Segunda-feira, 03 de fevereiro de 2025

“Epidemia” de médicos influencers acende alerta no Conselho Federal de Medicina

O número de médicos que fazem sucesso nas redes sociais vem aumentando cada vez mais. Numa pesquisa no Google usando “medical influencers”, é possível ver listas e listas deles no Instagram, a plataforma preferida da classe. Há de nanoinfluenciadores, com menos de 10 mil seguidores, a megainfluenciadores, com mais de 1 milhão.
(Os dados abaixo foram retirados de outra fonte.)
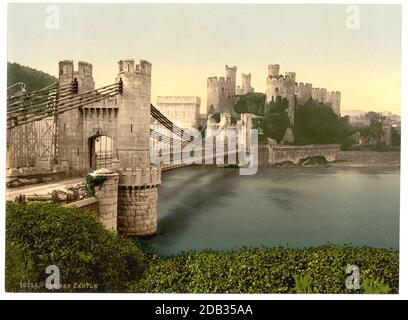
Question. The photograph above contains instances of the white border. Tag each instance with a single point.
(70, 296)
No topo dos megas estão a cirurgiã dermatologista americana Sandra Lee (@drpimplepopper), que vive a espremer espinhas e a dissecar lipomas e cistos, com 4,6 milhões de seguidores; o russo-americano Mike Varshavski (@doctor.mike), médico de família que trata de assuntos variados e já foi perfil da revista People como o “médico mais sexy”, com 4,4 milhões; e o indiano radicado nos EUA Deepak Chopra (@deepakchopra), autor de best-sellers no campo da espiritualidade, com 3 milhões.

No Brasil, o Conselho Federal de Medicina (CFM) se diz ciente da questão. “Estamos vivendo uma epidemia de influencers na área de saúde, e isso é uma coisa à qual precisamos reagir”, afirma Jeancarlo Fernandes Cavalcante, 3.º vice-presidente da entidade.

Uma das reações do CFM seria a Resolução 2336, de 2023, conhecida como Manual da Publicidade Médica, que autoriza o médico a mostrar seu trabalho nas redes sociais, mas com ressalvas. Pode-se divulgar preços de consultas, mas não de procedimentos. É permitido compartilhar elogios sobre a própria atuação feitos em postagens de terceiros ou de pacientes, mas não mais do que 2 por semestre (a repostagem é considerada postagem) e que não sejam sensacionalistas.

Participar de publicidade de medicamento, insumo médico, equipamento, alimento e quaisquer outros produtos que induzam à garantia de resultados, nem pensar. Assim como é vedado ao influencer anunciar que trata de sistemas orgânicos, órgãos ou doenças específicas quando não for especialista. “A maior parte dos influenciadores é generalista”, diz Cavalcante. “Muitas vezes são recém-formados, e é aí que está o maior perigo.”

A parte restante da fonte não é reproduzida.